McGraw, Obama in trouble in W.Va., poll shows
John O'Brien Oct. 31, 2008, 9:00am
CHARLESTON - Four-term West Virginia Attorney General Darrell McGraw likely will fail in his efforts to be re-elected, a North Carolina-based polling firm says.
Public Policy Polling had more than 2,000 West Virginians complete its telephone survey that asked for choices in six major races in the state, also finding that John McCain appears headed for an easy victory in the state over presidential challenger Barack Obama.
PPP President Dean Debnam said the firm's automated system called 30,000 likely voters over a two-day span, and 2,128 participated.
"We just thought it would be an interesting state to poll," Debnam said Friday. "It's interesting that it's a mostly Democratic state and Obama looks like he's going to lose."

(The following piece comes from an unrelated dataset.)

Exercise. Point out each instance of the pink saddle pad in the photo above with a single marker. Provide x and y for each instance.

The poll, which has a margin of error of 2.1 percent, shows a 13-point (55-42) for McCain, even though 53 percent of those who participated were Democrats and 37 percent were Republicans.
Republican Attorney General candidate Dan Greear, a Charleston attorney, holds a 50-42 lead over McGraw, with 8 percent undecided, according to the results.
Nearly one-third (30 percent) of Democrats polled said they were not siding with McGraw, also a former state Supreme Court justice, while only 13 percent of Republicans were not supporting Greear. Seven percent of both parties remained undecided.
By age, Greear held an advantage for every group over 30 years old. McGraw held a 46-41 edge with voters 29 and under, and 13 percent were undecided.
In September, a poll conducted by Orion Strategies and West Virginia Wesleyan College showed an 8.5-point lead for McGraw. Three weeks before that, Greear trailed by 17 points in a Mark Blankenship Enterprise poll.
"People are sick and tired of Darrell McGraw and his antics and they are responding positively to our message of reform for the Office of Attorney General," Greear said in September.
Greear's attack on McGraw has been centered around McGraw's handling of a $10 million settlement in 2004.
Every year since the settlement, Purdue Pharma, which manufacturers the painkiller OxyContin, has paid McGraw's office $2.5 million. A total of more than $3 million goes to the private attorneys McGraw hired, and the rest goes to substance abuse programs picked by McGraw.
His office admitted that it did not give the settlement funds to the state agencies it represented in the suit because the federal government could have staked its claim to the money. Nearly 75 cents of every dollar the state spends on Medicaid, the program alleged to be harmed, is federally funded.
The Centers for Medicare and Medicaid Services plans to withhold millions from its next appropriation to the state.
McGraw's office says it was merely following a court order to carry out the settlement, and that most of his critics are out-of-state corporations that want him out of office because of his successful track record of taking on businesses.
Other results of the poll showed re-election likely for Gov. Joe Manchin, U.S. Sen. Jay Rockefeller and state Agriculture Commissioner Gus Douglass. Natalie Tennant appears headed for a landslide victory in the Secretary of State race.
In the presidential race, more women chose McCain (53-44), as did men (57-39).
Ninety percent of Republicans chose McCain, while the Democrats were split 65-31 in favor of Obama. Ninety percent of African-Americans also chose Obama, but they made up only 3 percent of the total of those polled. Fifty-seven percent of whites went with McCain.
Voters 18-29 favored Obama by a point, while McCain won the 30-45 group 59-37, the 46-65 group 56-45 and the older than 65 group 55-43.